Arogansi Film Amerika

  

M. Fathoni Mahsun

     Dua hal yang tidak bisa dipisahkan dari Amerika, perang dan film. Keduanya nampak sebagai dua sisi dari satu keping mata uang. Perang adalah upaya menghegemoni bangsa lain melalui kekuatan militer. Sedangkan film merupakan upaya penghegemonian melalui pendekatan budaya massa. Konon hingga kini di Amerika investasi tertinggi digunakan untuk perang, dan tertinggi kedua investasi pada dunia hiburan, termasuk film di dalamnya.
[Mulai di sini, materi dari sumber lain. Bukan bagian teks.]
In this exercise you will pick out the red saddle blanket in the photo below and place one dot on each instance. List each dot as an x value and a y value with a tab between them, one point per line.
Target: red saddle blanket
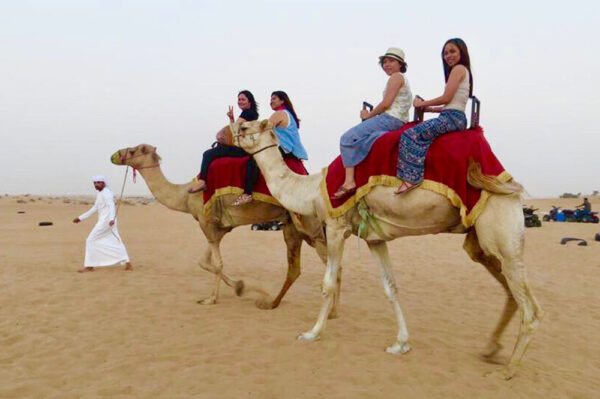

     Sejarah perfilman Amerika dimulai jauh sebelum PD II, yaitu sekitar tahun 1920-an. Ditandai dengan munculnya studio-studio raksasa semacam Metro-Goldwyin-Mayer (MGM), Paramount, Universal, Warner Brothers dan Fox. Pada rentang waktu 1930 -1939 Sutradara Michael Curtiz mampu memproduksi 44 film, atau rata-rata 4 film dalam setahun. Mervyn Leroy mampu membesut 36 film, dan John Ford 26 film. Selain nama-nama tersebut, masih banyak lagi yang lainnya. Sehingga kalau diakumulasi, ada ratusan  film diproduksi setiap tahunnya.
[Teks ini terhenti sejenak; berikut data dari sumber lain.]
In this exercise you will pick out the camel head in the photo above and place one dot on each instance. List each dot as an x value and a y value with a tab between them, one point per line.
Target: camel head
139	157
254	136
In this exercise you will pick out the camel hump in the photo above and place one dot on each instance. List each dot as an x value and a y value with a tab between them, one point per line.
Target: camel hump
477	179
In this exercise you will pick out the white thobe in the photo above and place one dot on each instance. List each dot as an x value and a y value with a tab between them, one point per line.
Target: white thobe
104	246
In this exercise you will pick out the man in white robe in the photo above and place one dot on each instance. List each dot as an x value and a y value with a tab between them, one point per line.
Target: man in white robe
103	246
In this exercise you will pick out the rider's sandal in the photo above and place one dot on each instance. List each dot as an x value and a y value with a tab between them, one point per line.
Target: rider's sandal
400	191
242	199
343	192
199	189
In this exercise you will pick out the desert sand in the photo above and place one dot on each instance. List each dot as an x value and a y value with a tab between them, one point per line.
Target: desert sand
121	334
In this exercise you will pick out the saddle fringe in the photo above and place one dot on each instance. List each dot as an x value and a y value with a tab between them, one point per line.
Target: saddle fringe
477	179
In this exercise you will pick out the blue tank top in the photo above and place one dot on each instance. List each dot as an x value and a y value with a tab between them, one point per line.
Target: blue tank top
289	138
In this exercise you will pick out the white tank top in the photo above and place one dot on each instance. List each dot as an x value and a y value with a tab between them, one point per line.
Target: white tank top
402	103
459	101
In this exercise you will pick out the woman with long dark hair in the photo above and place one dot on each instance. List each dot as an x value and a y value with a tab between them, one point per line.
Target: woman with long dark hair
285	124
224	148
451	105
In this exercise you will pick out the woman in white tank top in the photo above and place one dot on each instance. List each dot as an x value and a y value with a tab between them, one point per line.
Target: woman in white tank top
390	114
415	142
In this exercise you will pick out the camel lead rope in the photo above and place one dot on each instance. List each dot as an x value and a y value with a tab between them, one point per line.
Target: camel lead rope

     Film-film tersebut selanjutnya disebarkan ke seantereo jagad, termasuk ke Indonesia. Sampai kira-kira 20 tahun setelah dimulainya uforia produksi film besar-besaran di Amerika, Indonesia nampak sudah menjadi konsumen aktif yang lahap menyantap film-film buatan hollywood. Dalam reportasi Harian Rakjat yang terbit 23 Juni 1962, kurun antara tahun 1960-1961 ada 130 judul film Amerika yang beredar. Artinya, ada sepuluh lebih judul film Amerika yang beredar setiap bulannya. Dengan kata lain, paling sedikit tiga hari sekali ada film baru produk Amerika. Pada tahun-tahun berikutnya Harian Rakjat (13 September 1964) mengabarkan terjadinya tren penggelembungan jumlah film Amerika yang beredar di Indonesia. Pada tahun 1962 sebanyak 303 film, tahun 1963 sebanyak 145 film, Ini menggambarkan betapa mapannya industri perfilman Amerika ketika itu. Bandingkan dengan Indonesia yang ketika itu hanya mampu memproduksi tidak lebih dari 10  judul film.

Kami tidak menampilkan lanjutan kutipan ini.